The rapid collapse of world crude prices from above $60 a barrel to little more than $30—triggered by a price war led by Saudi Arabia after Chinese import demand cratered and the Organization of Petroleum Exporting Countries, Russia, and the Saudis failed to cut a deal to slash output—may bring some relief to motorists, truckers, and airlines. But it will wreak fiscal havoc in oil-producing states if coronavirus continues to plague economies for a sustained period. Alaska, where oil output has been dwindling since its 1988 peak, built its 2021 budget on a “conservative” estimate of $59 per barrel for crude. At that level, petroleum production was forecast to bring in $2 billion in revenue for the year, a figure that now will be trimmed by half.

In Texas, meanwhile, Dale Craymer, president of the Texas Taxpayers and Research Association, estimates that the state loses $85 million annually for every $1 decrease in oil prices, according to The Texas Tribune. And Pennsylvania, one of the major beneficiaries of the fracking boom, assumed an oil price of $57 in its proposed 2021 budget.

When the Volcker Alliance evaluated all 50 states on their reserve fund policies for fiscal 2017-19, Alaska and Texas received average A grades for the period, reflecting both their desire to salt away a good measure of their petroleum revenues and the imposition of strict rules governing reserve withdrawals and replenishments. As of last year, NASBO estimated that Alaska had about 53% of general fund expenditures in reserves (although that was 41% of 2016’s sum), while Texas’s rainy day fund could cover 12.9% of general fund spending.
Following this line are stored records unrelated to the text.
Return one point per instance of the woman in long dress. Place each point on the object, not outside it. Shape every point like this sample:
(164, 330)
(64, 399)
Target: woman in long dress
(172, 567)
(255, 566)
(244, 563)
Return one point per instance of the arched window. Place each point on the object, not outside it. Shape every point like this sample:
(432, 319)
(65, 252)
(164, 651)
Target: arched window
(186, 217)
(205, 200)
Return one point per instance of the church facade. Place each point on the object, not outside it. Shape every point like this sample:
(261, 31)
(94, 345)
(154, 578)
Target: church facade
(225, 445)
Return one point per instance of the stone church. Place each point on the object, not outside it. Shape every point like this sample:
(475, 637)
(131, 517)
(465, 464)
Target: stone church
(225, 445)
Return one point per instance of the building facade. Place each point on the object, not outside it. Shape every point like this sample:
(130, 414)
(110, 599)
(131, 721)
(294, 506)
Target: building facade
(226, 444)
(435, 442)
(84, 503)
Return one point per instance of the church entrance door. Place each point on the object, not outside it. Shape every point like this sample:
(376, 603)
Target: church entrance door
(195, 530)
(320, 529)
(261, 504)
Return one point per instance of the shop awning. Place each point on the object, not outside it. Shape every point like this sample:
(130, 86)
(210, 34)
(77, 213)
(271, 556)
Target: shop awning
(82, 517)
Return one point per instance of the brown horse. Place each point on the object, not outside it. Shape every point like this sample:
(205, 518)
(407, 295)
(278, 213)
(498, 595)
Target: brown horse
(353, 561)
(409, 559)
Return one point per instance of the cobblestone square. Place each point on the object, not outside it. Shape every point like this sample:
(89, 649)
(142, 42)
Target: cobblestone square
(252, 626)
By contrast, Pennsylvania, which received an average C, had a meager 1% in reserves, and Illinois, which was graded D on a scale of A to D-minus, had only $4 million on hand, enough to cover barely a few minutes of budget spending.

New York State won an average B reserve funds grade for 2017-19, more for the rules covering rainy day fund deposits and withdrawals than for the balances on hand. NASBO last year estimated the state had only 3.2% of general fund expenditures in its rainy day fund, less than half the median state’s total.

The taxi drivers on Park Avenue are feeling the economic impact of coronavirus at the street level. How well states are able to adjust their budgets to new realities will depend in no small measure on how big a fiscal cushion policy makers have provided.